For the past few years, a handful of glamorous, high-rolling scam artists who conned their way into elite society — making hundreds of thousands, millions, or even billions of dollars along the way — have captivated American media.
But that’s not how most people get scammed, according to an article by Rebecca Jennings on Vox.com. The real way is far less sordid and more likely to actually happen to you: Robocalls, IRS fraud, and good old-fashioned stolen passwords are still some of the leading ways that Americans lost $16.8 billion to scams in 2017.
That’s according to a new book by Frank Abagnale, whose name you might remember being next to Leonardo DiCaprio’s when the actor played him in “Catch Me If You Can”. The 2002 Steven Spielberg film was based off Abagnale’s memoir of his time as a teenage con man in the 1960s.
After serving five years in prison in the ’70s, he became a security consultant for the US government. He now works with the FBI.
In “Scam Me If You Can”, which was published this summer, Abagnale tells the stories of catfished single people, social media identity theft, and fraudulent GoFundMe pages that swindled money and personal information from victims.
He chats with Vox.com about why you’re getting so many more robocalls, why the password must die, and how we’re currently living in the golden age of scams.
You’ve worked with the FBI for 43 years. What are the biggest changes you’ve seen among popular scams since then?
Crime is basically the same; the only thing that’s changed is today there are so many forms of communication and the ability to scam someone from thousands of miles away without ever really having personal contact with them.
In the old days the con man was a confidence man. He had to gain your confidence. He dressed well, he spoke well, he had a great vocabulary. He was a likable person and at the same time he was a human being, so he had a little emotion and a little compassion. He might’ve said, “I’m not going to take this old man for all his money. I’m just going to take a little of his money.”
Today you’re dealing with some guy who’s sitting in his pajamas on a laptop with a cup of coffee in his kitchen in Moscow. He never sees you. You never see him. He doesn’t know anything about the victim other than to victimize them. So all of that compassion has gone away and, unfortunately, they will take you for every penny you have.

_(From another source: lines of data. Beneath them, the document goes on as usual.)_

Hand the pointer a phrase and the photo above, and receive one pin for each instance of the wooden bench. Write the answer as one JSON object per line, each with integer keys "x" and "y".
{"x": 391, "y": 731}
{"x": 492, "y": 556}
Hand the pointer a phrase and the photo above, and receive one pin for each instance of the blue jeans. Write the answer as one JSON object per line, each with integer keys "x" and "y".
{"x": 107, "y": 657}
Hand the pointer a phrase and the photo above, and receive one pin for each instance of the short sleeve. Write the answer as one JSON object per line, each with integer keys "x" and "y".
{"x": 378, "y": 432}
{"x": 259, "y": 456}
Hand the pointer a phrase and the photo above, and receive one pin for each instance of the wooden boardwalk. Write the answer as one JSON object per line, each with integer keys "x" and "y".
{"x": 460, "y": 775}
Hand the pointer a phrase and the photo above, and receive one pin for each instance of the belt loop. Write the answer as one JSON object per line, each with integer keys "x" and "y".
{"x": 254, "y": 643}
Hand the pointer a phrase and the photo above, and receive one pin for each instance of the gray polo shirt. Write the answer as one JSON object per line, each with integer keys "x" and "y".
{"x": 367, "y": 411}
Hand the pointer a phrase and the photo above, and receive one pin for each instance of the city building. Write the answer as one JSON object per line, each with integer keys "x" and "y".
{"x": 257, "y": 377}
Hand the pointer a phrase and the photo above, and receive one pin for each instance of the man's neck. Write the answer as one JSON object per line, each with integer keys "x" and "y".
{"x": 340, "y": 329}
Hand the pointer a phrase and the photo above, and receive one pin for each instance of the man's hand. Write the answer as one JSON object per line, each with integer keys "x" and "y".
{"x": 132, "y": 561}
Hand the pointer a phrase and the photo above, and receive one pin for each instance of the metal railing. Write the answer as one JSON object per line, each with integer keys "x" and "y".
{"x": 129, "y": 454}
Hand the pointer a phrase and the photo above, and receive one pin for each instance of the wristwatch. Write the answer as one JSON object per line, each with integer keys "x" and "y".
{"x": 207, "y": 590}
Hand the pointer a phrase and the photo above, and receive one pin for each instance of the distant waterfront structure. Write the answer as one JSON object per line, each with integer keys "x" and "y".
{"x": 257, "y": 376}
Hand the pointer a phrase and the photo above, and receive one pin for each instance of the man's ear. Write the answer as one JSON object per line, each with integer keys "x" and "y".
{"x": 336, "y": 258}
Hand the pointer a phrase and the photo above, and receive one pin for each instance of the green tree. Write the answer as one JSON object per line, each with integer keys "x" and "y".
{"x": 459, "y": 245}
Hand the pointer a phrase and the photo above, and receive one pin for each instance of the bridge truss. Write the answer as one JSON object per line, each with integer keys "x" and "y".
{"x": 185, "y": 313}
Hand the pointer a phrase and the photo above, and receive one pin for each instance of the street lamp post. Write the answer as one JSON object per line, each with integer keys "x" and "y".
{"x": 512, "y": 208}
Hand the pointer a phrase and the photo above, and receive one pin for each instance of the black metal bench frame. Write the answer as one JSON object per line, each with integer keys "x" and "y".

Do scammers usually scam one person at a time or many at once?
When they do a romance scam, for example, which have doubled in the last couple of years, they basically have 12 or 15 people that they’re romance scamming. When doing the research for this book for five years, I found that millennials actually got scammed more than seniors, but seniors lost a lot more money because they have more money.
You list a variety of ways that people make themselves vulnerable to scam artists. Do you think there’s one most important one?
In doing the research for this book over these five years, the one thing I recognized in going through all of these scams, at some point there were two red flags: Either I’m going to ask you for money and when I do, it’s immediate. “Go down to Walmart, get a Green Dot card, come back and read me the number on the back, or give me your credit card over the phone.”
Second, I’m going to ask you some information. “What’s your social security number? What’s your date of birth?”
I may call and say I’m your bank and I’ll start out just talking to you. But at some point in the conversation I’m going to ask you for personal information, and that’s the red flag. When you see that red flag it’s time to hang up the phone and make sure you didn’t solicit that call. They called or emailed you. You need to verify that is who it’s supposed to be before you give them any information or give them any money.